# Gluing wood to slate



## LittleMy (Jan 30, 2007)

I bought a piece of spiderwood on Saturday and glued it to a piece of slate with E6000. Today I popped it into a bucket so it would absorb some water/leach out anything it was going to leach out before putting it in my tank.

After about 2 hours in the water it came off of the slate.

I thought E6000 would hold rock to wood. 
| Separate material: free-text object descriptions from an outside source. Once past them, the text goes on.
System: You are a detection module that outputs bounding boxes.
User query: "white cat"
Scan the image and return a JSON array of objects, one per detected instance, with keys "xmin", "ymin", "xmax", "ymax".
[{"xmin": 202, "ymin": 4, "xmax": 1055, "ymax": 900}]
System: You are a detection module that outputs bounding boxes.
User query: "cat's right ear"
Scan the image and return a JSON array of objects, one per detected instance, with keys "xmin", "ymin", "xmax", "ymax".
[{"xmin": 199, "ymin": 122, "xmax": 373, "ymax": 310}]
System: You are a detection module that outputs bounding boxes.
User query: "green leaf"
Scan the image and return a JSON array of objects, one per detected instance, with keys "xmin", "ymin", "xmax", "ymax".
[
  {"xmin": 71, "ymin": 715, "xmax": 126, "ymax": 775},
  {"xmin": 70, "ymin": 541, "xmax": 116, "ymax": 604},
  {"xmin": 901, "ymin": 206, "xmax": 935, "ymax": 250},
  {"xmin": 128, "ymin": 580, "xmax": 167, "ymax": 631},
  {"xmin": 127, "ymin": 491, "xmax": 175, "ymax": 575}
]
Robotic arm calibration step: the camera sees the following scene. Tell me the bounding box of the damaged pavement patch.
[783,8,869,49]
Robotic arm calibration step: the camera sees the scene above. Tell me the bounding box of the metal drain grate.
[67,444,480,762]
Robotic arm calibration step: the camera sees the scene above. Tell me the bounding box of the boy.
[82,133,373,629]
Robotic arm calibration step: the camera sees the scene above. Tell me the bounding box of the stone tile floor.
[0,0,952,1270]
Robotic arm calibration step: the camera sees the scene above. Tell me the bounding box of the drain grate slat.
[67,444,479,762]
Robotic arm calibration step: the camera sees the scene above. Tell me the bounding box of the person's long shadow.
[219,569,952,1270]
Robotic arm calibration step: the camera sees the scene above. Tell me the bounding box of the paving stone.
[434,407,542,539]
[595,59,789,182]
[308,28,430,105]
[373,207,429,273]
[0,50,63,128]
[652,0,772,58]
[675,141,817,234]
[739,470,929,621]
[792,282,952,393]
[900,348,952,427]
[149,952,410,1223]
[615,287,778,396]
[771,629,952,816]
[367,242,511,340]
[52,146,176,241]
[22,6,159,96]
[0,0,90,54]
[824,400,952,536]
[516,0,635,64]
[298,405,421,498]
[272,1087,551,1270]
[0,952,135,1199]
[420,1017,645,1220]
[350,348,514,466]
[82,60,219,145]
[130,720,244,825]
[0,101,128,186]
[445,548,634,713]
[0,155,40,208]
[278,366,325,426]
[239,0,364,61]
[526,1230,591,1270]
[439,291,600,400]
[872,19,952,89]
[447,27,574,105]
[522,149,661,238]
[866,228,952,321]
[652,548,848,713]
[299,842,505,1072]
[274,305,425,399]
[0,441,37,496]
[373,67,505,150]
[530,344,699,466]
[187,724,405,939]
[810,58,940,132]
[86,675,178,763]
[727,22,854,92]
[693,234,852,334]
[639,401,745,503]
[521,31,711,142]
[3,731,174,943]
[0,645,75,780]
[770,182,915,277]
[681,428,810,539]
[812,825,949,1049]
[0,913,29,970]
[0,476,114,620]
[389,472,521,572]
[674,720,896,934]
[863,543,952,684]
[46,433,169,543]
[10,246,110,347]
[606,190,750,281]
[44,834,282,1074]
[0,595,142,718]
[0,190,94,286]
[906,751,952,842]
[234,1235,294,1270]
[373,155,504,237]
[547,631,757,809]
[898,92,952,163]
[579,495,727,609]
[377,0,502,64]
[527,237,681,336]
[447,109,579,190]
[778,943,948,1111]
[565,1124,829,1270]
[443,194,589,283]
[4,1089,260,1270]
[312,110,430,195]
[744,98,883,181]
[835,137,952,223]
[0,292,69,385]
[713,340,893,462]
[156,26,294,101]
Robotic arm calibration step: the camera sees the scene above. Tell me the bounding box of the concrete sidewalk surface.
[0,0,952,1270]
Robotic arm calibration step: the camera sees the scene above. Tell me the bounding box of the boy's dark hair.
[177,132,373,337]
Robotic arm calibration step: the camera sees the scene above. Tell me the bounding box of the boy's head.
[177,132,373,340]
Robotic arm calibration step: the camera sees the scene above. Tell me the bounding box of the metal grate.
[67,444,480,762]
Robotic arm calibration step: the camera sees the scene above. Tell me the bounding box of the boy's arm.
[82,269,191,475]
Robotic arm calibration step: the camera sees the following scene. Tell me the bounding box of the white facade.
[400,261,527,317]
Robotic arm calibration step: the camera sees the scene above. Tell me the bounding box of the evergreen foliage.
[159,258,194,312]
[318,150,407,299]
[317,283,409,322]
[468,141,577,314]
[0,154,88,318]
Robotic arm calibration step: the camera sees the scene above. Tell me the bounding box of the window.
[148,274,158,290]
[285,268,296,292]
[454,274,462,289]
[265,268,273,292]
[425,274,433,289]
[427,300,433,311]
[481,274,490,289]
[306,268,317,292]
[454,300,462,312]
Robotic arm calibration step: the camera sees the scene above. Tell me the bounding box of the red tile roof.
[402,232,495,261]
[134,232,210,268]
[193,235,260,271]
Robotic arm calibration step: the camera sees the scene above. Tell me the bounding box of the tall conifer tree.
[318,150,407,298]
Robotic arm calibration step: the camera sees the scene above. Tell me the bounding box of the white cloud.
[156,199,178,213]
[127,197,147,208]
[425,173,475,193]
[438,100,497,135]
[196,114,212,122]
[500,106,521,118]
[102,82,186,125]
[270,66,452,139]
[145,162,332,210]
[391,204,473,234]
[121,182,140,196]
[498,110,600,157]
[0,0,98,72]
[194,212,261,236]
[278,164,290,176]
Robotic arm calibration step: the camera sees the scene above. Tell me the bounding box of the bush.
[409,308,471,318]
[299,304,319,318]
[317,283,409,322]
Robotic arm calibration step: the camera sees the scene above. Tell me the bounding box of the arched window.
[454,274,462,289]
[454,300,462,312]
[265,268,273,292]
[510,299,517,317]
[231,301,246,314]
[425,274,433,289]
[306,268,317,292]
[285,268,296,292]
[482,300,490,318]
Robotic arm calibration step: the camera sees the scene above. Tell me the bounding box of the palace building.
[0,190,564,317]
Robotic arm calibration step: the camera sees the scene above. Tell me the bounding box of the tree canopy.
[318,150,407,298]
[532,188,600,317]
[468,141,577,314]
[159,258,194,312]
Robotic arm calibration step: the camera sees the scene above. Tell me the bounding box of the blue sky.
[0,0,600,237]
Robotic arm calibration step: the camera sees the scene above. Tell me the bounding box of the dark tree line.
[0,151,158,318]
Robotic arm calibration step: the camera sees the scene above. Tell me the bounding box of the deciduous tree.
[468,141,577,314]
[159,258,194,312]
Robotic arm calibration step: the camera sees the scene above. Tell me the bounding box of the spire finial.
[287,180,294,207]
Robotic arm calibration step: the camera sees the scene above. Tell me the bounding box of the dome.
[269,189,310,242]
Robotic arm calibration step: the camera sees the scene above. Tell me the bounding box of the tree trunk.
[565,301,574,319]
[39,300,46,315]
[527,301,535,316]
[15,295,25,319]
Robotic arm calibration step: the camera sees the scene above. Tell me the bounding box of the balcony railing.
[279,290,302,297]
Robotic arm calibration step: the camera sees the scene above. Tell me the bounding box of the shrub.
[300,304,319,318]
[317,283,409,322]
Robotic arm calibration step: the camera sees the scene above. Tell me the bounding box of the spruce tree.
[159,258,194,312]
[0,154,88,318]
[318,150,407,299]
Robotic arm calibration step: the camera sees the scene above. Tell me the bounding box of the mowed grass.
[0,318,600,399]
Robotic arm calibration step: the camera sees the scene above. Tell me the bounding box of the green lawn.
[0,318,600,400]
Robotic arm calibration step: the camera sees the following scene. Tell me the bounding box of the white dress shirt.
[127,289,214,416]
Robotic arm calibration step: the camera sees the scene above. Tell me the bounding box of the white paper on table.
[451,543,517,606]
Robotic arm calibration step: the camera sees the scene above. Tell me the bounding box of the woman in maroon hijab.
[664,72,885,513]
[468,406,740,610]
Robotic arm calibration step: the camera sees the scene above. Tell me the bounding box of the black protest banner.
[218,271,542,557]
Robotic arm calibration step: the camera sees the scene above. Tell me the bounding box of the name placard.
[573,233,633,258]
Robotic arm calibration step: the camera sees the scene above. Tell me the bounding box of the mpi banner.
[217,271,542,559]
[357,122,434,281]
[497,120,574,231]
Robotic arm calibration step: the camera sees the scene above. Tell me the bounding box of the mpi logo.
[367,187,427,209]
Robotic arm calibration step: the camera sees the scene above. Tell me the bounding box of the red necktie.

Should I have used silicone? Crazy glue?

It only has a couple of smaller attachment points... should I try sanding it so there is a larger surface area for attachment?


----------



## Bushkill (Feb 15, 2012)

Did the e6000 stick to the slate or the wood?


----------



## mistergreen (Dec 9, 2006)

gorilla glue works until the wood is completely waterlogged.


----------



## Linwood (Jun 19, 2014)

If you don't find a glue you like the looks of that holds (I'd probably try silicone), you can easily drill a hole in slate and tie thin monofiliment line around the wood and through the hole.


----------



## Bushkill (Feb 15, 2012)

Linwood said:


> If you don't find a glue you like the looks of that holds (I'd probably try silicone), you can easily drill a hole in slate and tie thin monofiliment line around the wood and through the hole.


As crazy as spiderwood can be, tying it off to the slate may work best.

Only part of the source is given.